Hans Tasiemka on Siegfried Arno

Siegfried Arno

Hans Tasiemka on Siegfried Arno

Critical Essay




Hans Tasiemka, Der Film no. 19, Oct. 15, 1928


Comic talents are few and far between in German film. There are no doubt ladies and gentlemen who have been drilled in certain comic situations! Soldiers of whipping-cream bombardments and precisely measured puffings of cheeks, so to say! And this is also why all those who have ventured to create the German burlesque have failed.

American film comedians, and I am not even talking here of the big Three, certainly have their peculiarities, but they are not caricatured, not made tasteless through onesidedness and through executing the same half dozen gestures over and over (and I mean tasteless in the truest sense of the word, without any nasty innuendo).

But let us not lose ourselves in a thicket of theoretical formulations! Let us speak rather of an actor who resists being pinned down, who despite numerous opportunities has resisted becoming a caricature actor, who is simply named Siegfried Arno, and who has weathered the storm and held his own through even the most inane of film operettas.

Arno like his great American colleague Buster Keaton is always serious. Arno never laughs, and when he does, then inadvertently. Arno is the schlemihl, the man of a thousand missed opportunities, or the decadent gentleman who has lost even his connection to real life.

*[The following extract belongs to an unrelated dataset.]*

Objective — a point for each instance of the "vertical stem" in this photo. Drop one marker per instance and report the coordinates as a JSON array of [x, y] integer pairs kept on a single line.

In a recent film, one whose script cannot have come to anyone’s attention because of its novelty, this man, this Arno, a count from his monocle to his patent leather shoes, was dragged to Werder, to the banks of the Neckar of the Fruit Wine drinkers, and there something awful happened to him.
He, who is so delicate as to shudder at a speck of lint on the snow-white collar of his fellow man, besotted himself, if you will allow, like a pig! Inadvertently, of course, altogether inadvertently. But he performed the semblance of his intoxication with a startling and rare realism. The way he passed through stages of swilling, from light befuddlement to brute exhilaration, was unmatched. Here was no cabarettist spoiling the popular-demand performance with his antics, but a poor schmuck, drunk to the gills, demonstrating his experience.
Arno, he could be the pathetic Peter Schlemihl of our time, a Peter Schlemihl with an elegantly tied cravat and a bleeding heart.